Pytanie: Wspomniał Pan o przyciąganiu inwestorów.
Zenon Miszewski:: Tezy Pana Jacka Graczyka inżyniera i pragmatyka mówiącego, że inwestorom
należy przygotować czytelne plany zagospodarowania przestrzennego, oraz wywierać nacisk na
terminową realizację działań, popieram szczerze. Inwestycje, to miejsca pracy dla mieszkańców
Ustki. Należy także dotować sport w Ustce, oraz organizacje pozarządowe. Wsparcie utalentowanej
młodzieży i finansowanie prężnie działających organizacji pozarządowym integruje społeczeństwo.

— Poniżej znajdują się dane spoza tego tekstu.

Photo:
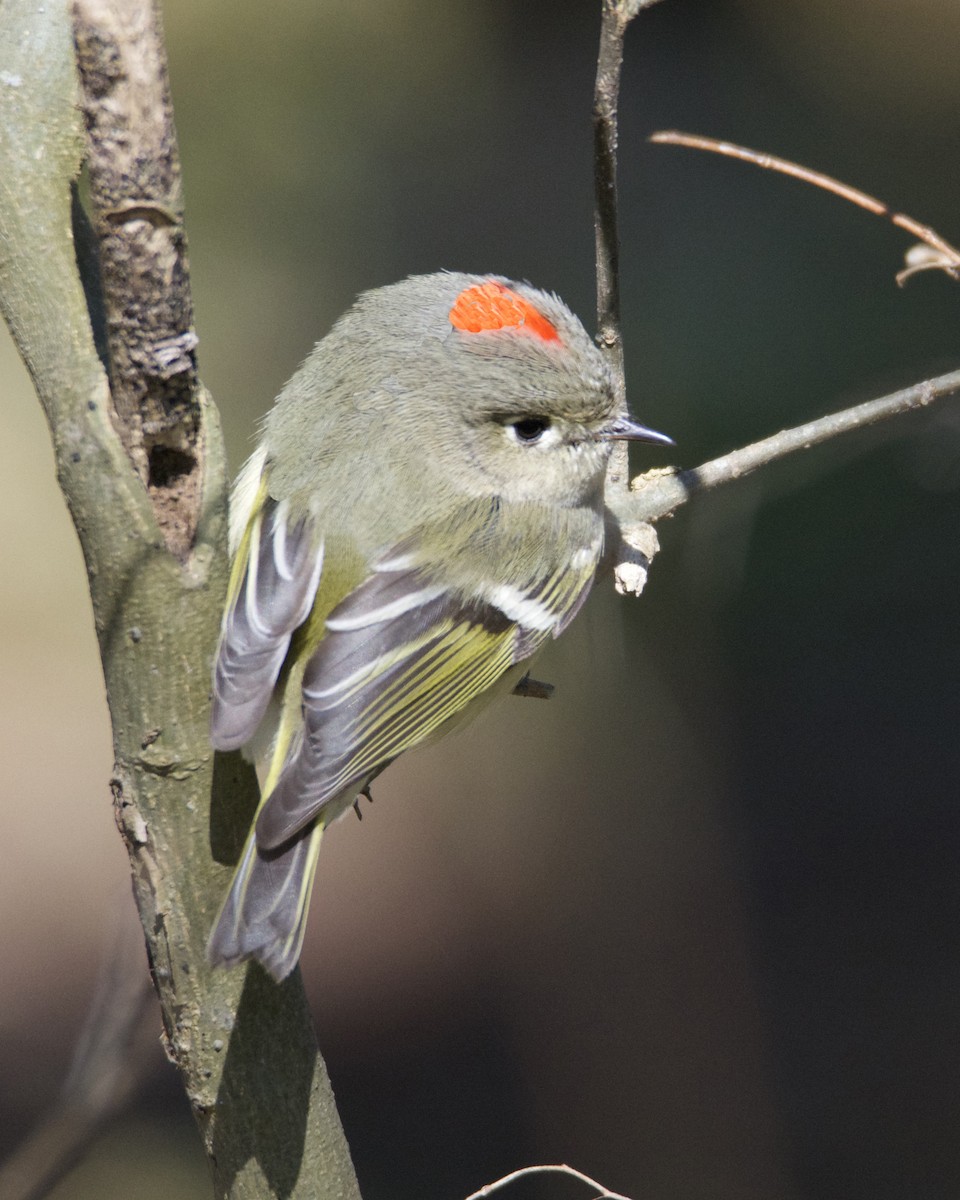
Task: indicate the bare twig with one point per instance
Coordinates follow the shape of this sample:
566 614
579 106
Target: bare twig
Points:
660 492
936 252
543 1169
616 17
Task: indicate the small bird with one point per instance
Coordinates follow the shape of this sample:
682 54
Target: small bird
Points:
425 511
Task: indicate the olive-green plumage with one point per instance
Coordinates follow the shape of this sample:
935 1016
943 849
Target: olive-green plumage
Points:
424 513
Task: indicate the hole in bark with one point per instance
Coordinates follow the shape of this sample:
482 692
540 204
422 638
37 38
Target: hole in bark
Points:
168 465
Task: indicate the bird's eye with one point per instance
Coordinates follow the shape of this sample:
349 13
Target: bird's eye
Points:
529 429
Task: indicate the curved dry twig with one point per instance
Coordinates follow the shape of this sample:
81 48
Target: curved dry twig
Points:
935 253
545 1169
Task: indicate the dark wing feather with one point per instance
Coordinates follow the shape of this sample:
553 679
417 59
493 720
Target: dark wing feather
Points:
275 579
402 655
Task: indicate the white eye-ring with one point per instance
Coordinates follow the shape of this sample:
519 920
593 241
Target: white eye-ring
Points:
528 430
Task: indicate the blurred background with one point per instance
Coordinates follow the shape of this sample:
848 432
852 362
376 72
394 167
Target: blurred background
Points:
693 927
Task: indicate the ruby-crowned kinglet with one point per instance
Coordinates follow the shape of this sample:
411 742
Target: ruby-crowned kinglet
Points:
424 513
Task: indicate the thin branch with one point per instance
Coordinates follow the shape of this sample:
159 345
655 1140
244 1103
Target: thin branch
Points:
616 16
660 492
943 257
543 1169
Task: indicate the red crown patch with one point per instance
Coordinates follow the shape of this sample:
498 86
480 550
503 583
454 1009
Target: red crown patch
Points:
495 306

Pytanie: A turystyka w Ustce?
Zenon Miszewski:: Ustka winna mieć kompleksy infrastruktury uzdrowiskowo-rekreacyjnej, które
byłyby magnesem przyciągającym gości nie tylko latem. Tak jak to zrobili w Kołobrzegu. Przy
okazji gratuluję tu nowemu inwestorowi [Lubicz]. Turystyka, to też parkingi i przywrócenie
komunikacji samochodowej sprzed 2013r. ulicami Marynarki Polskiej, Chopina, Beniowskiego –
będę o to walczył!. To też remont ulicy Wczasowej, budowa mariny, budowa parkingów na
obrzeżach miasta ( tereny po PKP) i promowanie komunikacji ekologicznej.
Pytanie: A jakie są Pana zainteresowania?
Zenon Miszewski:: Jestem rencistą i literatem. Piszę felietony, opowiadania, powieści. Publikuję.
Napisałem m.in. legendę o Ustce „Legendę Anny’, gdyż polskość naszego miasta leży mi na sercu.
Polskość to też kapitał w rękach Polaków, więc popieram takich inwestorów jak Pan Szeliski, Pan
Malek, oraz inni przedsiębiorcy, którzy biorą czynny udział w rozwoju naszego miasta.